Abstract 9186: Maslinic Acid Alleviates Atherosclerosis by Suppressing Mitochondrial ROS-Dependent NLRP3 Inflammasome Activation in Vascular Endothelial Cells via SIRT1/Nrf2 Pathway

Abstract

Introduction: Maslinic acid (MA), a pentacyclic triterpenoid primarily found in food plants, has exhibited multiple inhibitory effects on proatherogenic factors, such as obesity, dyslipidemia, and inflammation. However, its effect on atherosclerosis remains unknown. In this study, we determined if MA can inhibit atherosclerosis progression and explored the underlying molecular mechanisms. Methods: To assess the anti-atherogenic effect of MA in vivo, ApoE deficient mice were treated with MA contained in high-fat diet for 16 weeks. After treatment, mouse aorta and serum samples were collected to determine atherosclerotic lesions, lipid profile, mitochondrial morphology and expression of related molecules. Additionally, human aortic endothelial cells (HAECs) were treated with ox-LDL to induce the endothelial injury model. Prior to the procedure, vehicle or MA were treated in the absence or presence of a SIRT1 inhibitor nicotinamide (NAM) and an Nrf2 inhibitor ML385. Concurrently, we investigated the effects and mechanisms of MA on mitochondrial dysfunction, oxidative stress injury and apoptosis in HAECs. Results: In vivo, MA conferred an anti-atherosclerotic effect as shown by reduced en face and aortic root sinus lesions size. From the electron microscopic analysis, MA ameliorated the mitochondrial damage in aortic endothelium. MA could promote the protein expression of SIRT1 and Nrf2, and enhance the expression of mitochondrial antioxidant enzymes. In addition, MA suppressed NLRP3 inflammasome activation to reduce apoptosis in vascular endothelium. In vitro, MA could inhibit ox-LDL-induced mitochondrial ROS generation by activating SIRT1/Nrf2 pathway, thereby inhibiting NLRP3 inflammasome activation and apoptosis in HAECs.
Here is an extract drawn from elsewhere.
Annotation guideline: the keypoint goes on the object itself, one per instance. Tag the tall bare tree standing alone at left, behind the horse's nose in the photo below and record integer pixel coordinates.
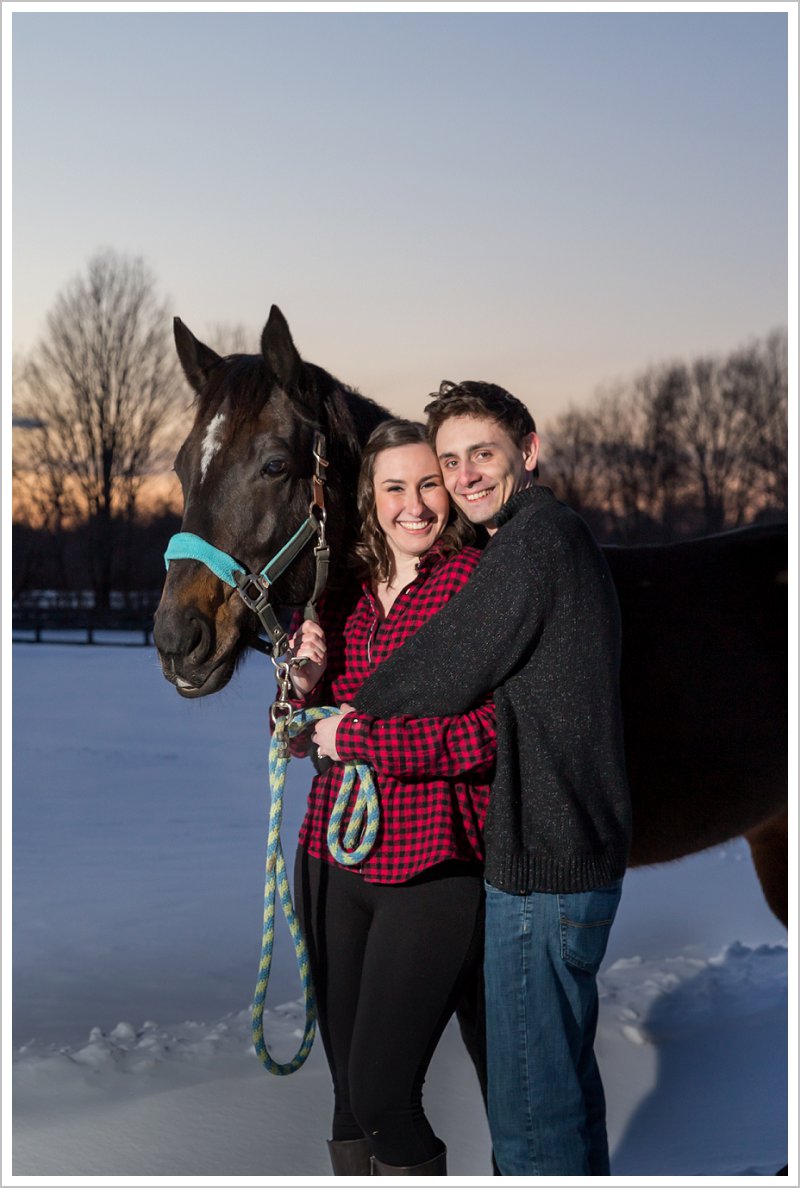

NAM and ML385 eliminated the MA-mediated endothelial protective effect by restraining the expression of SIRT1 and Nrf2, respectively. Conclusions: In conclusion, our findings suggested that MA ameliorated endothelial apoptosis by suppressing mitochondrial ROS-dependent NLRP3 inflammasome activation via SIRT1/Nrf2 pathway and showed efficacy in exerting an anti-atherogenic effect.